2009.05.24 Neuss : Vettel: "Hoffnung nicht aufgeben"

Für Sebastian Vettel war das Rennen in Monte Carlo früh beendet. Im Interview spricht der Red-Bull-Pilot über die Probleme mit den weichen Reifen und die Hoffnungen im WM-Kampf.

nse
Traurige Miene bei Sebastian Vettel

Für Sebastian Vettel war das Wochenende in Monaco ein Wochenende zum Vergessen. Bereits früh im Rennen haderte der 21 Jahre alte Heppenheimer mit seiner Reifenwahl. Und es kam noch dicker, in der 16. Runde musste der Red-Bull-Pilot seinen Boliden nach einem Fahrfehler abstellen.

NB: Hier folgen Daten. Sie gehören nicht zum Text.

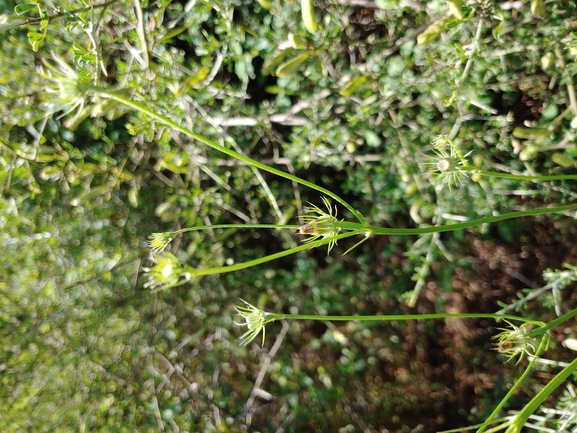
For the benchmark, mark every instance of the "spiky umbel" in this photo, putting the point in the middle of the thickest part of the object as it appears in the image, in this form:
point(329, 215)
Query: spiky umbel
point(319, 223)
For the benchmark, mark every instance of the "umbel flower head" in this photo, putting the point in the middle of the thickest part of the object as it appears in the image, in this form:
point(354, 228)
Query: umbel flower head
point(66, 90)
point(514, 342)
point(319, 223)
point(255, 321)
point(159, 241)
point(166, 272)
point(448, 168)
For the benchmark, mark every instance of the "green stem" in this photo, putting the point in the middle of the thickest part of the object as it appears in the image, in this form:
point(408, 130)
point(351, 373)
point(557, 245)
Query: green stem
point(210, 271)
point(553, 323)
point(236, 226)
point(522, 176)
point(99, 91)
point(362, 228)
point(63, 14)
point(515, 386)
point(536, 401)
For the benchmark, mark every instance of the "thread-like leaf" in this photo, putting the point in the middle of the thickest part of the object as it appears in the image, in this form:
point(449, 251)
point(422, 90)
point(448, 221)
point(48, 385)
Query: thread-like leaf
point(353, 85)
point(308, 14)
point(434, 30)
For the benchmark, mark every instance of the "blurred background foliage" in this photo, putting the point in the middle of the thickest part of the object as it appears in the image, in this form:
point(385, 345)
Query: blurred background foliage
point(353, 107)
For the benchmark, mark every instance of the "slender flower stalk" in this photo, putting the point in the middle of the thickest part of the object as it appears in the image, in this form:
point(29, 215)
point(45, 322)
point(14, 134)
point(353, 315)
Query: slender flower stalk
point(142, 107)
point(451, 167)
point(159, 241)
point(256, 319)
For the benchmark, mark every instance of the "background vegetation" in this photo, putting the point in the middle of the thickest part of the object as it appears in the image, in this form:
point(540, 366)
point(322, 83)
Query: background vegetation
point(353, 107)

Im Interview spricht der derzeit Drittplatzierte in der Fahrer-Weltmeisterschaft über seinen "teuer bestraften" Fehler, die Probleme mit den Hinterreifen und die verbleibende WM-Hoffnung.

Frage: "Sebastian Vettel, Sie sind bereits in der 16. Runde in Monaco ausgeschieden. Was war da los?"

Sebastian Vettel: "Ich hatte leider einen Fehler. Der wird hier teuer bestraft."

Frage: "Sie hatten aber von Beginn an Probleme ..."

Vettel: "Ja, der Zug nach vorne war ohnehin schon abgefahren. Bei uns war hier einfach der Wurm drin. Schon ab der zweiten Runde hatte ich im Rückspiegel gesehen, dass die Hinterreifen abgefahren waren. Das hat uns das Genick gebrochen. Ich konnte nur noch nach hinten schauen. Später hatte ich auch mit der Servolenkung kleine Probleme. Ich will den Crash aber nicht darauf schieben."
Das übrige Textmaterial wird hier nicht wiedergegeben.